4.3.3. Resilience: Retry, Backoff, and Fallback
💡 First Principle: Bedrock throttling is not a bug — it's a rate limit protecting shared infrastructure. Your application's response to throttling determines whether a capacity constraint causes a brief slowdown or a complete service outage. Exponential backoff with jitter is the minimum; a fallback model is the production standard.
Throttling response hierarchy:
| Level | Response | When |
|---|---|---|
| Immediate retry | 0ms delay — only for transient errors (503) | Service temporarily unavailable |
| Exponential backoff | Delay = min(base × 2^attempt + jitter, max_delay) | Throttling (429), capacity (503) |
| Fallback model | Switch to alternative model (different tier or region) | Extended throttling, SLA breach |
| Circuit break | Stop sending requests, serve cached/degraded response | Sustained outage |
| Queue buffer | Accept and queue requests, process when capacity available | Batch/async workloads |
Exponential backoff with jitter implementation:
import random, time
from botocore.exceptions import ClientError
def invoke_with_retry(payload, model_id, max_attempts=5):
base_delay = 1.0 # seconds
max_delay = 60.0 # seconds cap
for attempt in range(max_attempts):
try:
return bedrock_runtime.invoke_model(
modelId=model_id,
body=json.dumps(payload)
)
except ClientError as e:
error_code = e.response['Error']['Code']
if error_code in ('ThrottlingException', 'ServiceUnavailableException'):
if attempt == max_attempts - 1:
raise # Final attempt — propagate error
# Exponential backoff with full jitter
delay = min(base_delay * (2 ** attempt), max_delay)

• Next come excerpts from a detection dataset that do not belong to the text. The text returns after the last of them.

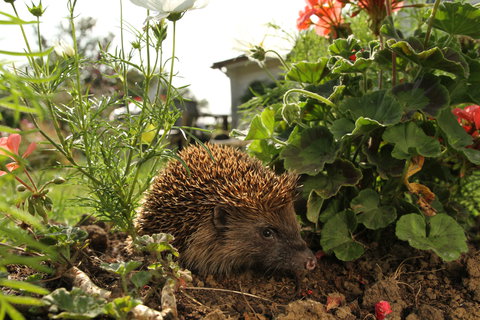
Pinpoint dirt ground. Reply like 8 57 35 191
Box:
10 222 480 320
81 221 480 320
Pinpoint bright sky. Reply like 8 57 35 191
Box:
0 0 305 114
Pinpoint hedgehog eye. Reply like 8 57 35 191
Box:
262 228 275 239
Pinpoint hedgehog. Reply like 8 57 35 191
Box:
136 144 316 280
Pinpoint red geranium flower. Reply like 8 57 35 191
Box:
297 0 345 38
0 133 37 176
375 301 392 320
344 0 403 35
452 104 480 137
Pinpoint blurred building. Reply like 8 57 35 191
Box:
212 55 283 128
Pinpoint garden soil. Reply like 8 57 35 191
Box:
73 221 480 320
9 225 480 320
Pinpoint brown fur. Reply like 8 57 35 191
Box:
137 145 314 275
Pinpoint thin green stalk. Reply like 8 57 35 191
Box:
265 50 290 70
23 169 38 191
283 89 336 108
10 2 40 77
424 0 441 48
12 173 35 193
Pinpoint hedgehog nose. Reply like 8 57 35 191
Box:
305 257 317 271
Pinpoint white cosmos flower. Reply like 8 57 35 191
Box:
53 40 75 58
130 0 207 19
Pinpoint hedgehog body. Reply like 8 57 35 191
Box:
136 144 316 276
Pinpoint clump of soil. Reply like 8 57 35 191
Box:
9 222 480 320
169 243 480 320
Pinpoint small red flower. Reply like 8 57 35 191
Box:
452 104 480 132
375 301 392 320
297 0 344 38
0 133 37 176
343 0 403 35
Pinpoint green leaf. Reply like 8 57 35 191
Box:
0 11 38 25
437 108 480 165
332 58 373 73
328 35 361 59
387 39 469 78
437 109 473 150
330 118 355 140
350 189 397 230
285 57 330 84
42 287 105 319
362 137 405 179
0 278 49 295
0 295 45 306
396 213 468 261
245 108 275 140
382 121 440 159
0 47 53 57
130 271 152 289
303 159 362 199
392 74 450 117
105 296 141 319
433 2 480 38
307 190 323 223
320 211 364 261
100 261 142 275
247 140 280 164
339 90 402 125
350 189 380 213
280 126 338 175
281 103 301 126
0 302 25 320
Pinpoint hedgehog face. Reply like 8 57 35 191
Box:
213 204 316 277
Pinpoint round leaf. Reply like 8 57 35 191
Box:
280 127 337 175
396 213 468 261
320 211 364 261
383 121 440 159
339 90 402 125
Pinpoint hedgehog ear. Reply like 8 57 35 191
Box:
213 206 230 231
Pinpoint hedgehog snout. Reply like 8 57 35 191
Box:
305 254 317 271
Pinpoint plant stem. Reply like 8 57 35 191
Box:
283 89 336 108
12 173 35 193
23 169 38 192
265 50 289 70
424 0 441 49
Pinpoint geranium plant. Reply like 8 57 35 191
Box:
245 0 480 261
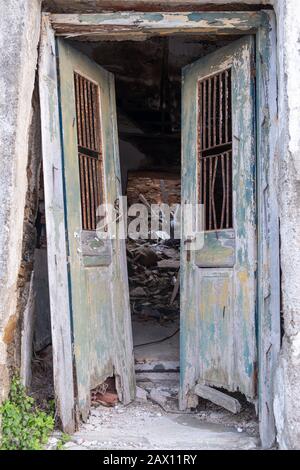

jitter = random.uniform(0, delay) # Full jitter prevents thundering herd
time.sleep(jitter)
elif error_code == 'ValidationException':
raise # Don't retry validation errors — they won't self-heal
else:
raise
Fallback model pattern with AWS SDK:
PRIMARY_MODEL = 'anthropic.claude-3-sonnet-20240229-v1:0'
FALLBACK_MODEL = 'anthropic.claude-3-haiku-20240307-v1:0'
def invoke_with_fallback(payload):
try:
return invoke_with_retry(payload, PRIMARY_MODEL)
except ClientError as e:
if e.response['Error']['Code'] in ('ThrottlingException', 'ModelStreamErrorException'):
# Log the fallback event for monitoring
cloudwatch.put_metric_data(
Namespace='GenAI/Application',
MetricData=[{'MetricName': 'FallbackModelInvocations', 'Value': 1, 'Unit': 'Count'}]
)
return invoke_with_retry(payload, FALLBACK_MODEL)
raise
X-Ray tracing across service boundaries:
from aws_xray_sdk.core import xray_recorder, patch_all
patch_all() # Auto-instrument all boto3 calls
@xray_recorder.capture('invoke_bedrock')
def invoke_bedrock(payload, model_id):
xray_recorder.current_subsegment().put_annotation('model_id', model_id)
xray_recorder.current_subsegment().put_metadata('token_count', estimate_tokens(payload))
return bedrock_runtime.invoke_model(modelId=model_id, body=json.dumps(payload))
⚠️ Exam Trap: Exponential backoff guarantees eventual processing only when the throttling is temporary. Under sustained high load, backoff without a maximum retry limit will queue requests indefinitely, exhausting Lambda concurrency and causing cascading failures. Always pair backoff with a maximum attempt count and a circuit breaker.
Reflection Question: At 9am Monday, your application's Bedrock invocations spike 10x as the business day starts. You observe 429 ThrottlingExceptions. Your retry logic retries with exponential backoff up to 5 times. After 5 attempts, the request fails. What three architectural changes would prevent this failure pattern?